Ban, who served as U.N. secretary from 2007 to 2016, told Time magazine that he is “very worried” about ongoing missile tests in North Korea, saying Trump has allowed for the behavior to continue.
“President Trump has been saying that it’s okay that [North Korea] are testing some small range missiles, as it cannot reach the American continent. It’s not only the security and safety of the American continent. It’s the safety, security and threat to the whole of humanity,” Ban said.
Trump and Kim have met three times: in Singapore in June 2018; in Hanoi, Vietnam, in February 2019; and at the demilitarized zone between North and South Korea in June 2019. Trump has touted his relationship with the country as a success in his first term.
The 2018 summit was largely symbolic and lacked a tangible agreement. At the second summit in 2019, the U.S. failed to reach a deal with North Korea to completely give up its nuclear weapons, and North Korean failed to get demands for swift sanctions relief addressed.

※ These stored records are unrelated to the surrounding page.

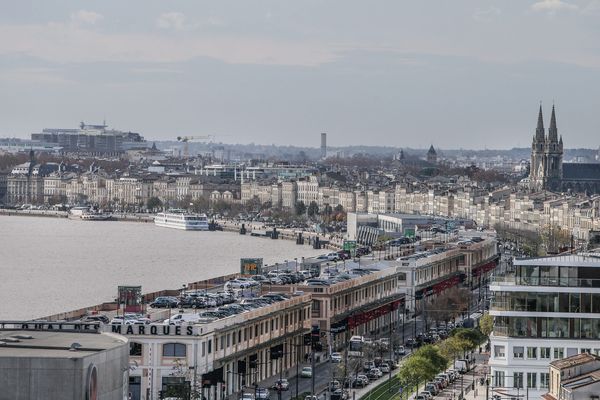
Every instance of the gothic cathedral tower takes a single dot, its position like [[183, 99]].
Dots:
[[546, 156]]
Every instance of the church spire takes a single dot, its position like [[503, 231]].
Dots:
[[553, 131], [539, 131]]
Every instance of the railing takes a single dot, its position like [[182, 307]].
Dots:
[[508, 280]]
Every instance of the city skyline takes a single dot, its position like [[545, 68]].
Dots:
[[283, 73]]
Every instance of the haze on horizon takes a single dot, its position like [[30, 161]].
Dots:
[[460, 74]]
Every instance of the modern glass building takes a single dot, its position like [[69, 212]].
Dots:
[[547, 309]]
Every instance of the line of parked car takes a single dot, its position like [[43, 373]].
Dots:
[[437, 385]]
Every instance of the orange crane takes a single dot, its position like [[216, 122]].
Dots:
[[186, 139]]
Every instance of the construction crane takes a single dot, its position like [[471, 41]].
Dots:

Pyongyang has lashed out with a rash of weapons tests in recent months and criticism of Washington’s scrutiny of China, its chief ally and economic booster.
North Korean Foreign Minister Ri Son Gwon said in a statement run by state media Friday that since the summit the hostile relationship between the two countries is “unchanged, but the situation of the Korean peninsula is getting worse.”
Ban told Time that “embarrassingly, we are seeing some absence of American leadership since the Administration of Donald Trump began … at a time when American leadership is most needed.”
“President Trump has been able to make a good contribution, but at this time, unfortunately, by just granting a one-on-one summit three times, [it] perhaps played to Trump’s ego and penchant for pageantry, and Kim Jong Un seems to have succeeded in acquiring de facto nuclear state status,” Ban told Time.